ANZ has been slapped with a lawsuit for allegedly misleading half a million customers in a $200 million failure.
ASIC has commenced civil penalty proceedings in the Federal Court against Australia and New Zealand Banking Group for failing to provide certain benefits it had agreed to give customers with offset transaction accounts.
According to the corporate regulator, between mid-1990s and September 2021, ANZ failed to provide fee waivers and interest rate discounts to 580,447 customer accounts, which resulted in the big four having to remediate nearly $200 million to impacted customers.
Commenting on the charges, deputy chair Sarah Court said in a statement on Thursday: “ANZ’s conduct was long standing and impacted over half a million customers.”
“These customers were entitled to receive the benefits they signed up for and in many instances paid for. This case is yet another example of a widespread system failure by a major bank impacting thousands of customers,” Ms Court noted.
This matter marked the final investigation by ASIC arising from matters considered by the Royal Commission, a constant theme of which has been the failure of large financial services entities to honour customer agreements.
“ASIC will continue to take enforcement action in relation to misconduct of this nature,” Ms Court confirmed.

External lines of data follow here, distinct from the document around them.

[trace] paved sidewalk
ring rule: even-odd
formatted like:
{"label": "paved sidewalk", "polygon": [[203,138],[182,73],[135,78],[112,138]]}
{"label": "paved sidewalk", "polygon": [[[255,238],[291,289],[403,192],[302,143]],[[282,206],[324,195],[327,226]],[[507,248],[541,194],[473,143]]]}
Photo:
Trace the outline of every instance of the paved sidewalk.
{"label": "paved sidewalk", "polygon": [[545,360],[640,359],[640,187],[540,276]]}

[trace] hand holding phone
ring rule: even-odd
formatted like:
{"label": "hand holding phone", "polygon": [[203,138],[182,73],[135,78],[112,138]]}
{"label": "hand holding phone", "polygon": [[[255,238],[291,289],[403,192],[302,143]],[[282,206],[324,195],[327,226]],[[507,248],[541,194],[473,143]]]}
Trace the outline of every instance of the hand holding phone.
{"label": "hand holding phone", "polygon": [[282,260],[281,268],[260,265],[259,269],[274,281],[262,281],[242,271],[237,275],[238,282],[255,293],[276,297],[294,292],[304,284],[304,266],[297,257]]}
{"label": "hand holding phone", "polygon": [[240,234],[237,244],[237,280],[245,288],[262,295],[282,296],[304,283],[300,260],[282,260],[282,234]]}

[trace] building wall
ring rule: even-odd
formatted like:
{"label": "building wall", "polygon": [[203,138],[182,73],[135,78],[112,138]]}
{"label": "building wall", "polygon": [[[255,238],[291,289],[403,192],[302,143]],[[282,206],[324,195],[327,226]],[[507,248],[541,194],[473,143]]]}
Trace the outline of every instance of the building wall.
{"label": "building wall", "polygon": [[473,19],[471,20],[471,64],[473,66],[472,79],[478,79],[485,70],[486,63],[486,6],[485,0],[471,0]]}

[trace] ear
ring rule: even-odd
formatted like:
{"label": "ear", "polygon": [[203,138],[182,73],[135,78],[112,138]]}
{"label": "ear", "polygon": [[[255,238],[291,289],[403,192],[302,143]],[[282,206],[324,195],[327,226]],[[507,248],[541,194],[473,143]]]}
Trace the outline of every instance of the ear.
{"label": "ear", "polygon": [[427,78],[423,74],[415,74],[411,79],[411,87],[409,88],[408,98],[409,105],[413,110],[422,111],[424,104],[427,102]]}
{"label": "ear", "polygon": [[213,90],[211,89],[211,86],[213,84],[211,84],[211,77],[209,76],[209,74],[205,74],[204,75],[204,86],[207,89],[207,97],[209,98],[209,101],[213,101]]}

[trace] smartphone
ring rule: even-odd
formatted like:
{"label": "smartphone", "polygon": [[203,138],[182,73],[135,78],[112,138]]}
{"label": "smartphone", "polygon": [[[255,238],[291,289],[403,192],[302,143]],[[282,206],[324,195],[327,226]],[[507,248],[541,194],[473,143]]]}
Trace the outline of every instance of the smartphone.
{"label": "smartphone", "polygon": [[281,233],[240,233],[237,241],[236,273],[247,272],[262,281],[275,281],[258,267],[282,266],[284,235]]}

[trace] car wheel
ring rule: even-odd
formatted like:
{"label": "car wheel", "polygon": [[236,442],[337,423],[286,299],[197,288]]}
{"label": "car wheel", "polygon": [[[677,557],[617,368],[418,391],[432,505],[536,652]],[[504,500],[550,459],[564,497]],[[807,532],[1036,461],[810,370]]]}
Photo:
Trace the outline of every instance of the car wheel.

ANZ’s Breakfree package, introduced in 2003, offered fee waivers, interest rate discounts on eligible ANZ products such as home loans, credit cards and transaction accounts and other benefits in exchange for paying an annual fee.
ASIC alleges that these entitlements were not always provided to customers.
Moreover, according to the corporate regulator, ANZ’s offset customers were entitled to interest rate reductions on eligible home and commercial loans, which were not always provided.
ANZ has admitted to making false or misleading representation, noting also that its bank’s systems and processes were not capable of delivering those benefits consistently and that it breached its obligations as a financial services and credit licensee to provide services honestly, efficiently and fairly.
ASIC is now seeking declarations, pecuniary penalties and other orders against ANZ. ASIC and ANZ will submit to the Court that a penalty of $25 million is appropriate.